I took what she said as gospel, and I saw the future that I had envisioned for myself crumble before my eyes. My aunt had crushed my hopes of finding the perfect guy. I calculated that my prospects of finding a Deaf, gay and overall compatible partner were limited to about 0.01 percent of the population.
Though I continued to hold my head up high, the burden of the labels that I wore grew heavier throughout my high school years. Every time I went out on a date, I feared the moments that I would have to hide behind a false nod and smile because I could not hear the guy. I worried about mumblers and guys who were impossible to lip-read because they did not move their mouths when they talked. And, worst of all, I agonized over the thought that my Deafness would prove to be a burden for others and push everyone away from me, one by one. It wasn't until I hit college that I realized how wrong my aunt was.
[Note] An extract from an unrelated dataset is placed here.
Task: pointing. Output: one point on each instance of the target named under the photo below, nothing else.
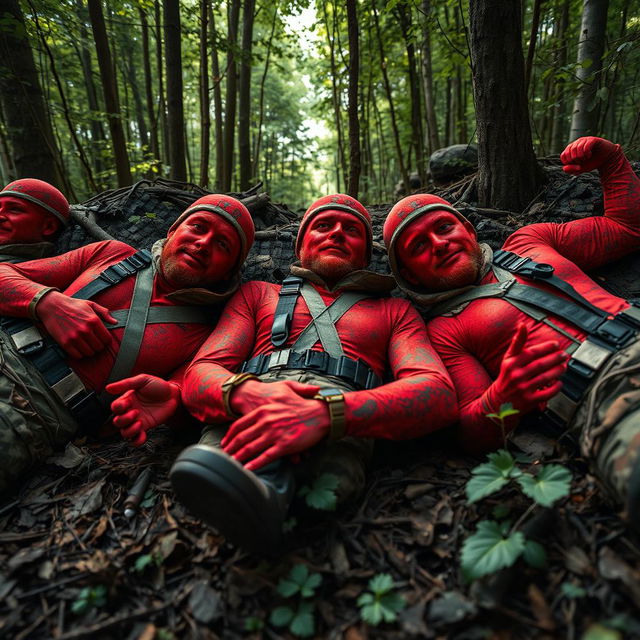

I realized that my aunt was born in a time when very limited technology was available to empower her in a hearing world. Back then, ASL was stigmatized, and Deaf people were more isolated from mainstream society. She was not able to function in the hearing world nearly as well as I do. I realized that no two people, regardless of the minority groups they are a part of, have the same experiences -- everyone can be "cool" and "unique" with high self-esteem.
I could have the best of both the hearing and Deaf worlds.
With this discovery came the realization that guys, regardless of their hearing ability, were also unique. Some do not bat an eye at other Deaf guys, while others are interested in Deaf culture and who I am as a person. I was on some quixotic quest to find the perfect match and the only person stopping me was, well, me.
Maybe attending such an open-minded university opened my eyes and made me realize this. Or the fact that I got lucky with such supportive people around me. At college, while I admit that not every guy I meet is open to my deafness and that it is still difficult to communicate with people at times, I feel much more accepted. In the gay world, many guys now embrace my Deafness. I have spread awareness of Deaf culture and ASL to many of my hearing friends, who actually think that I am "cool" and "unique." On top of that, one of my best friends at college is Deaf.
Being a part of both the Deaf and LGBT communities has opened up my world immensely, affording me opportunities to meet a lot of amazing people I would not have otherwise met. People I know find this hard to believe when I tell them that, if I could hit the reset button and choose my sexual orientation and hearing ability, I cannot say that I would choose to be hearing and straight. My special experiences, which few other people have shared, have built my character and made me a stronger individual -- one more able to empathize with others and value diversity. Those two strikes that I thought I had were really blessings in disguise.
So here is my message, and I realize it is easier said than done: Hang in there -- no matter what minority groups you identify with and how alone you may sometimes feel. With patience and support, you will eventually find somewhere in the world, and nothing will be greater than feeling that sense of belonging -- and trust me, it will be worth the wait.